Awen fails to defuse the bomb in Sylphfree. I almost die. The king does. Caprica takes the throne, and in her anger at losing her father, at losing Bastion, she declares war on everyone. The first world war Dirt has ever seen begins, and I take too long healing to stop it.

...

I tell the grenoil party about the Wonderlander dungeon, and how I broke its core. They drag me back to be executed in Port Royal.

...

Bonesy lives... for a certain definition of lives, and my magic combines Cleaning and Necromancy into something holy and not.
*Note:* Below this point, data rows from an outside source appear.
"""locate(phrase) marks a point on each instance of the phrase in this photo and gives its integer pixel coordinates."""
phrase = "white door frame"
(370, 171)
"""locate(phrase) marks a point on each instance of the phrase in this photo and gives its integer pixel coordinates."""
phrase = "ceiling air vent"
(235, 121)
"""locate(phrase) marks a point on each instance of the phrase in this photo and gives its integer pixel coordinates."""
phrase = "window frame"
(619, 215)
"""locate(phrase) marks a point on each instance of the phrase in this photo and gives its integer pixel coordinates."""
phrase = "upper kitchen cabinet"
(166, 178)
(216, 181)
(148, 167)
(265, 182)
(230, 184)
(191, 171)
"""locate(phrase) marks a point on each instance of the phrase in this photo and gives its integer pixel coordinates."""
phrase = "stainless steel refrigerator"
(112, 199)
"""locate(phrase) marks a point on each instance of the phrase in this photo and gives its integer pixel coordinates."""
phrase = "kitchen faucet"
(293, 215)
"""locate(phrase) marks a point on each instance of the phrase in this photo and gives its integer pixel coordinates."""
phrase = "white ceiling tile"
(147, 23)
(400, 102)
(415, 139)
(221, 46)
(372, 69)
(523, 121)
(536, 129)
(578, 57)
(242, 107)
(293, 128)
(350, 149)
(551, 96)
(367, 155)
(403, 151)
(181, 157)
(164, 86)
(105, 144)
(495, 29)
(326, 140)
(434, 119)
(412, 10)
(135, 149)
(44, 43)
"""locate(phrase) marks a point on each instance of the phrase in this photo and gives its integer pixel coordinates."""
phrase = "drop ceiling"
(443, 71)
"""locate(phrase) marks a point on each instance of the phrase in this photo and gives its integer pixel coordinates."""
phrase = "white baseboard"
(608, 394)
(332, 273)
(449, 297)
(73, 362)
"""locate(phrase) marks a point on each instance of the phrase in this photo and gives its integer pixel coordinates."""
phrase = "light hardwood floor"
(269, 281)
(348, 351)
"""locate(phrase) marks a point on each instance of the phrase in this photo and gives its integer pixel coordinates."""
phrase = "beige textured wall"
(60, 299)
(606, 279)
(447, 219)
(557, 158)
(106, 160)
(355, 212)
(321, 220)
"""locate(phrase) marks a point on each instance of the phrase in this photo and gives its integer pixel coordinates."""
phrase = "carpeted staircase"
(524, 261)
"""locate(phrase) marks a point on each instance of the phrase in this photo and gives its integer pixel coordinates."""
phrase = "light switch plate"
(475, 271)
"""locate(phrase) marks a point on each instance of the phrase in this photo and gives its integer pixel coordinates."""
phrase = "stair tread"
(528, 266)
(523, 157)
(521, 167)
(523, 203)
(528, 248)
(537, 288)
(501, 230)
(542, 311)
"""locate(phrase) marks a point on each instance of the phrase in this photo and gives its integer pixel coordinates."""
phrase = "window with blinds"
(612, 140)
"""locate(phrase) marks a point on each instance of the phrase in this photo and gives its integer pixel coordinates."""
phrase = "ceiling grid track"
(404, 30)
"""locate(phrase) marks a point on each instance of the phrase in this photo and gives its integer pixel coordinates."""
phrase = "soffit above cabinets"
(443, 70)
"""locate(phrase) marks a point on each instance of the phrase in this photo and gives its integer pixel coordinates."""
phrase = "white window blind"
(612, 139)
I make friends with a thousand ghosts, uncovering their pasts and settling their angry souls until they congregate around me as a band of ghostly mercenaries.

...

After talking to Rhawrexdee's mom, I somehow convince Cholondee to join our party. Having a dragon in our group changes the dynamic a whole lot, but it's fun all the same!

...

Another...

Then another, then another.

I gasped as I stumbled back and away from the orb. "No!" I said before shaking my head. There were tears in my eyes, and I only realized then how much my head was splitting.

"Incredible," the old man whispered. Now that I'd seen him, sorta, I could better fit what I was seeing in the shadows to reality. "A thousand possibilities, and yet you so often remain impossibly naive and pure."

"What, what was that?" I asked.

"A test. One that I and so many others failed," he said. "Sit. I will explain."